The latest possible date for a general election is Saturday, 16 April 2011, although almost everybody thinks it will be this year. But a double dissolution election cannot be granted after 11 August; the actual election would be later.
I think it unlikely that the Prime Minister will go to an early election. He will hope as, Crikey’s Bernard Keane does, that Tony Abbott has peaked. That is unlikely, but advisors will warn the government that the public prefers a government to serve close to its full term, something the Prime Minister has repeatedly affirmed.
The particular interest for constitutionalists is not so much the timing of the election. It is that the path to the election is governed by a number of constitutional provisions, and that there will no doubt be calls for a simultaneous vote on a politicians’ republic.
…referendum this year?…
The Prime Minister has said that if the states refuse to sign up to his health plan, “we will take this reform to the people at the next election – along with a referendum by or at the same election to give the Australian government all the power it needs to reform the health system”. (Paul Kelly, The Weekend Australian, 6-7 March 2010. At the time of writing this was not on the web)
If a referendum to increase the Commonwealth’s power with respect to hospitals is held by or with the election, there will be demands addressed to Mr. Rudd from republicans to hold a referendum or plebiscite on Australia becoming a politicians’ republic.
Seasoned political advisors will tell Mr. Rudd not to touch this.
…the Senate and the referendum….
First, polling trends indicate a republic referendum or plebiscite will be lost. More importantly for the government, it would soak up too much media time which will be diverted from other issues. If the Senate rejects the referendum, or fails to pass it or passes it with an amendment unacceptable to the House, and three months passes, the government may try again.
If the Senate rejects it or fails to pass it or passes it with an unacceptable amendment, the Governor–General may submit the referendum to the people (Constitution, section 128).
An undecided question is whether this is part of the reserve powers, i.e., does the Governor-General make this decision in her discretion? There is good reason to suggest that the Governor-General should consider the government’s advice, but come to a decision which she considers correct.
The analogy I would suggest, is in the deadlock provisions concerning a double dissolution where the Governor-General comes to an independent decision as the Australian constitutional head of state.
….a double dissolution?….
Second, the prime Minister may advise a double dissolution, which is not a routine matter. Two referendums would complicate the situation.
In exercising the power to dissolve both Houses, the Australian Electoral Commission (AEC) says the Governor-General acts on government advice.

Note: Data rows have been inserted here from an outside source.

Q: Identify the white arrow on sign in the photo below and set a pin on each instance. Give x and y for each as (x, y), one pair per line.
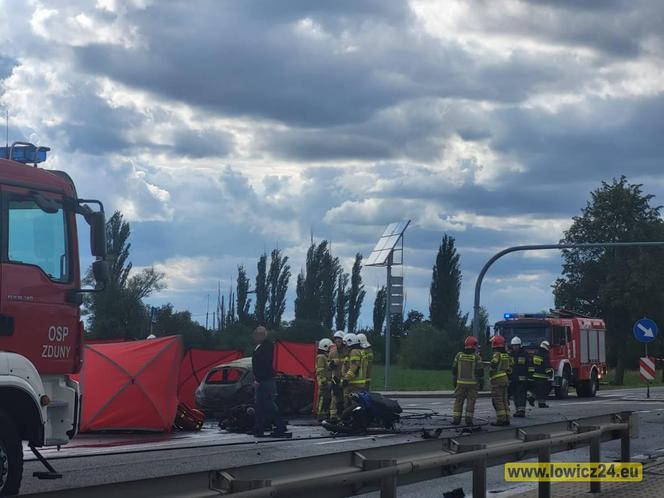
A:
(647, 332)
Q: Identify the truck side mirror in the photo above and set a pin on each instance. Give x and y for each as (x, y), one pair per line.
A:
(101, 273)
(97, 221)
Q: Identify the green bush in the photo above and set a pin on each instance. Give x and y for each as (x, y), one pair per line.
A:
(426, 347)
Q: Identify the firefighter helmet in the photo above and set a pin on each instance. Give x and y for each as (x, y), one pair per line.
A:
(470, 342)
(497, 341)
(351, 340)
(324, 345)
(364, 342)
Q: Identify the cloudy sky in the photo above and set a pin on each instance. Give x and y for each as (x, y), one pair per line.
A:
(225, 128)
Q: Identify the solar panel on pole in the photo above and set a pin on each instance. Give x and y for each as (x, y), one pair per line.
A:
(383, 255)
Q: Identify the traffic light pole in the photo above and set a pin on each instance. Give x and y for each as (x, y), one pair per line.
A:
(540, 247)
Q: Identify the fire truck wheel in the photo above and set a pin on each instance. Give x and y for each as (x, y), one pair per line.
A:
(11, 457)
(588, 388)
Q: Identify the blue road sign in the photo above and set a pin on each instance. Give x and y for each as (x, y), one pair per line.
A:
(645, 330)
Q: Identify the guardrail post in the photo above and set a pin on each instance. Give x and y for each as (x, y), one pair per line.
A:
(595, 486)
(625, 446)
(544, 456)
(479, 478)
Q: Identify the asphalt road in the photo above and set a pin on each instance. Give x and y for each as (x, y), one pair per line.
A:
(91, 460)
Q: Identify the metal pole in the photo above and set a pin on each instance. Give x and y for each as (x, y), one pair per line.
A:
(595, 486)
(479, 478)
(539, 247)
(388, 317)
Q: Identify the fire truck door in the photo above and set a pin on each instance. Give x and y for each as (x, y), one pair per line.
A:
(37, 273)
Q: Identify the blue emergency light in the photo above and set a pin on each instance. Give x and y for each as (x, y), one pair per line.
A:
(24, 152)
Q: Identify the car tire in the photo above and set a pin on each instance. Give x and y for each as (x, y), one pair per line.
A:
(11, 457)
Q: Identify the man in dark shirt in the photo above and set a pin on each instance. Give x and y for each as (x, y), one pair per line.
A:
(265, 388)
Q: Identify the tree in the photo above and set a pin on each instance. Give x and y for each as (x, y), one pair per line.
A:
(261, 289)
(617, 284)
(380, 303)
(243, 303)
(341, 302)
(119, 310)
(277, 281)
(316, 286)
(356, 294)
(445, 288)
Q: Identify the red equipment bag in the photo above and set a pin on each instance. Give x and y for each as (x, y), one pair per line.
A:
(188, 419)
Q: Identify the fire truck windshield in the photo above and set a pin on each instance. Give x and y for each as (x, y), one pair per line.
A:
(530, 336)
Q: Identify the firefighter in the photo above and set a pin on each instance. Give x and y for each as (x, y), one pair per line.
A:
(336, 361)
(367, 360)
(500, 368)
(519, 376)
(323, 378)
(540, 373)
(466, 372)
(353, 376)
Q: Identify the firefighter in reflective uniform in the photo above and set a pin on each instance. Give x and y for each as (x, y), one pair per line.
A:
(336, 364)
(500, 368)
(353, 377)
(367, 360)
(540, 373)
(323, 378)
(519, 377)
(466, 372)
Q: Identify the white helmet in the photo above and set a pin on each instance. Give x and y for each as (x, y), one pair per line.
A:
(324, 344)
(351, 340)
(364, 342)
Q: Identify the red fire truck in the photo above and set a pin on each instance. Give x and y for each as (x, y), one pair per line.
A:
(40, 296)
(578, 346)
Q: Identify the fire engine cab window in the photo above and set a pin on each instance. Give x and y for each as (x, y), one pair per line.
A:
(38, 238)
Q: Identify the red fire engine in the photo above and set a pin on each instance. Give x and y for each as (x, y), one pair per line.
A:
(578, 346)
(40, 297)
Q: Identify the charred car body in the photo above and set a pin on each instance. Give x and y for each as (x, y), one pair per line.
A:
(232, 384)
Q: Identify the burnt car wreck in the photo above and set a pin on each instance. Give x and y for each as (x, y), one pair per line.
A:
(232, 384)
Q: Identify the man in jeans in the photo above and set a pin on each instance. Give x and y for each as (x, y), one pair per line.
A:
(265, 388)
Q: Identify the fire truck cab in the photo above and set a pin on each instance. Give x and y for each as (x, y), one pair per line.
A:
(40, 296)
(578, 346)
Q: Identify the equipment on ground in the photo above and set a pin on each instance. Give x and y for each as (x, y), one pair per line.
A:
(577, 346)
(470, 342)
(366, 410)
(40, 296)
(188, 419)
(324, 345)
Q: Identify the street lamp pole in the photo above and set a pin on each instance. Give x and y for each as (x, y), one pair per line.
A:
(540, 247)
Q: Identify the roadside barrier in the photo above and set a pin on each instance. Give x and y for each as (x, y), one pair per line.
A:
(383, 468)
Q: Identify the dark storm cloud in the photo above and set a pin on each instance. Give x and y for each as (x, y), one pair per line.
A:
(6, 65)
(228, 60)
(202, 143)
(598, 139)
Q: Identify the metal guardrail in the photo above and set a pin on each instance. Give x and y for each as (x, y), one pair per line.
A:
(351, 472)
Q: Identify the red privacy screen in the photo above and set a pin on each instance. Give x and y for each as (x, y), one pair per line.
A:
(130, 385)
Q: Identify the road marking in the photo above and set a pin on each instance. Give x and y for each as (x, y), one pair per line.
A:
(345, 439)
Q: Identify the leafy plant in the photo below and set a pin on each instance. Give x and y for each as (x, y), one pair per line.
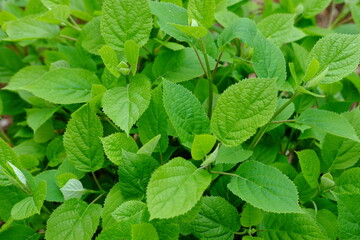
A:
(179, 119)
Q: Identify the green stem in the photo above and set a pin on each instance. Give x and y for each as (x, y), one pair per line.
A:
(97, 182)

True, but the Governor-General is not bound to accept the advice. That was the view of the Labor Party in 1914 when Sir Ronald Munro -Ferguson granted Joseph Cook a double dissolution, to which they strongly objected. it remained their view in 1951. The other parties have always agreed that this falls within the discretionary reserve powers.

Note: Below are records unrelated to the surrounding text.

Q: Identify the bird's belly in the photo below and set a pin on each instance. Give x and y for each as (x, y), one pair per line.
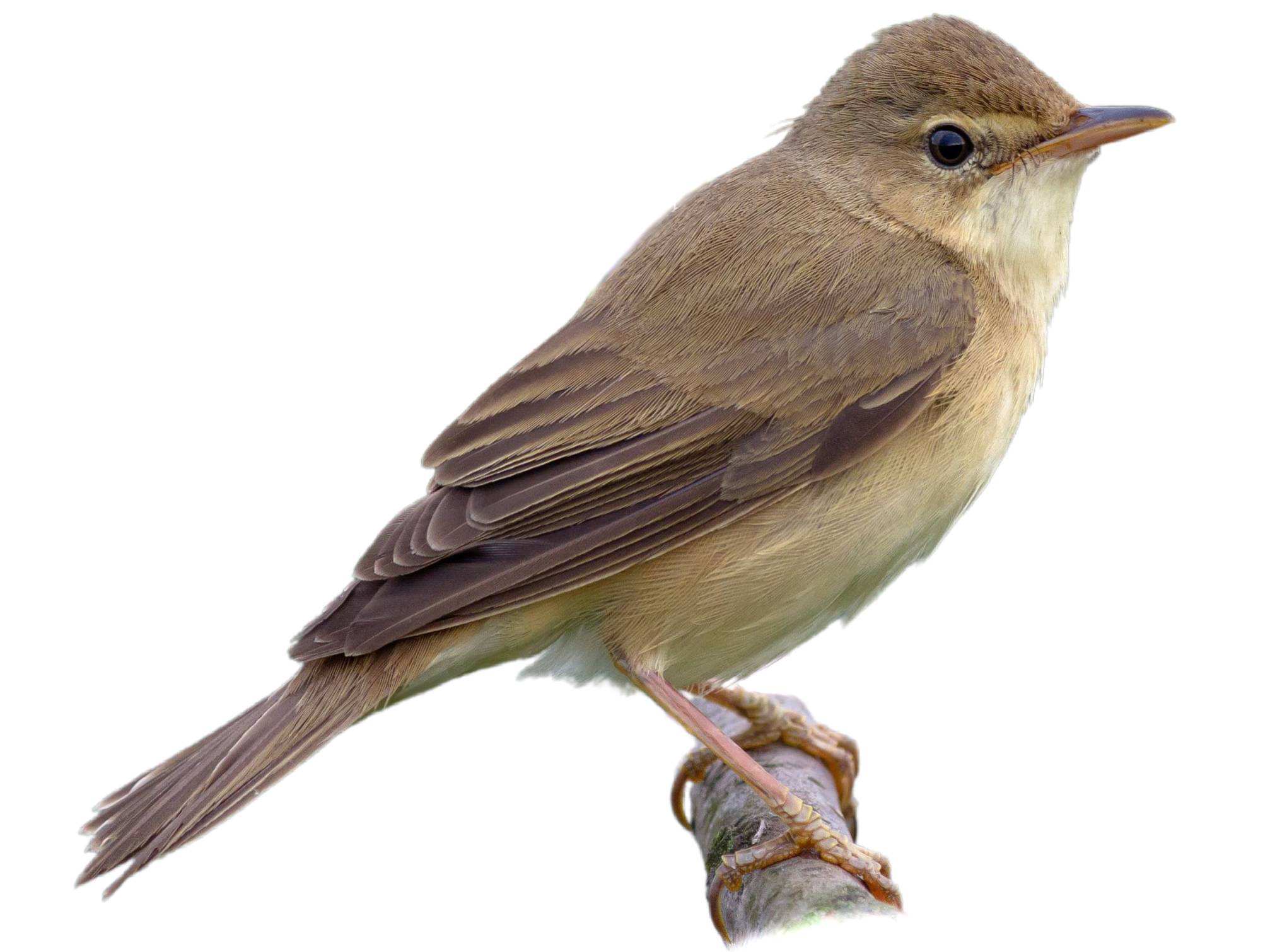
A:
(731, 602)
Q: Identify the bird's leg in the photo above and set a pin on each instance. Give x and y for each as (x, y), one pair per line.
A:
(769, 724)
(805, 832)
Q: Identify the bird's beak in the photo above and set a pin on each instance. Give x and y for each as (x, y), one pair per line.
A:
(1092, 127)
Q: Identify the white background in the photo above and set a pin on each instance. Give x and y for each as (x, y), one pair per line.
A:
(257, 255)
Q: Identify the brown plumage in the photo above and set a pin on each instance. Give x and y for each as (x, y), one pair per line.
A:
(785, 394)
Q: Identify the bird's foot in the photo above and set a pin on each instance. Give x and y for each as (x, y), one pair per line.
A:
(770, 724)
(807, 834)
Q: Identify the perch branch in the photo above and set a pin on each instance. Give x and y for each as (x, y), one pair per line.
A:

A double dissolution cannot take place if the term of the House of Representatives will expire within 6 months. This means a double dissolution can only be granted on or before 11 August 2010. (section 57)
The writs must be issued within 10 days of dissolution ( section 32) , and polling day follows between 33 and 58 days after that.
The AEC advises that while a double dissolution must be proclaimed by the Governor-General by 11 August the actual election could occur as late as 16 October 2010 (based on maximum timetables), but with the usual minimum timetables, the latest date would be 18 September 2010.
The question is how likely is the Prime Minister to want to close down the Parliament on or by 11 August and have up to two months of campaigning and perhaps losing the chance of having a referendum. On the other hand he may prefer that, particularly if he thinks he would lose the referendum.
More than one Bill may provide the basis for a double dissolution. It is possible for a government to save up (or "stockpile") double dissolution bills as ‘triggers' during a term of Parliament, in order to get them all passed at the same time.
Just because an election is called on the basis of a rejected bill or bills does not of course mean that will dominate the electoral campaign. If the trigger were, for example the rejection of the bill to means test the private health insurance rebate, this is hardly likely to be the dominant issue in the election.
…six double dissolutions…..
There have been six double dissolutions since federation and one joint sitting.
In 1914 and 1983, the government lost the election that followed the dissolution and no further action was taken on the disputed bill or bills.
In 1951 the government won the election with a majority in the Senate and so the deadlock was broken in that way.
In 1974 and 1987 the government won the election but did not have a majority in the Senate. In 1974 the six bills that had been the basis for a double dissolution were passed by the one and only joint sitting. One was subsequently found to have been invalidly put to the joint sitting.In 1987 the Hawke government decided not to proceed with the bill which triggered the double dissolution.
The double dissolution in 1975 was unusual. More than 20 double dissolution bills had been stockpiled when the Senate delayed three other money bills, including a key appropriation bill.
The Governor-General (Sir John Kerr) eventually dismissed the Prime Minister (Mr Whitlam) and asked the Leader of the Opposition (Mr Fraser) to take over as Prime Minister on condition that he would advise the Governor-General to dissolve both Houses and call an election held on 13 December 1975).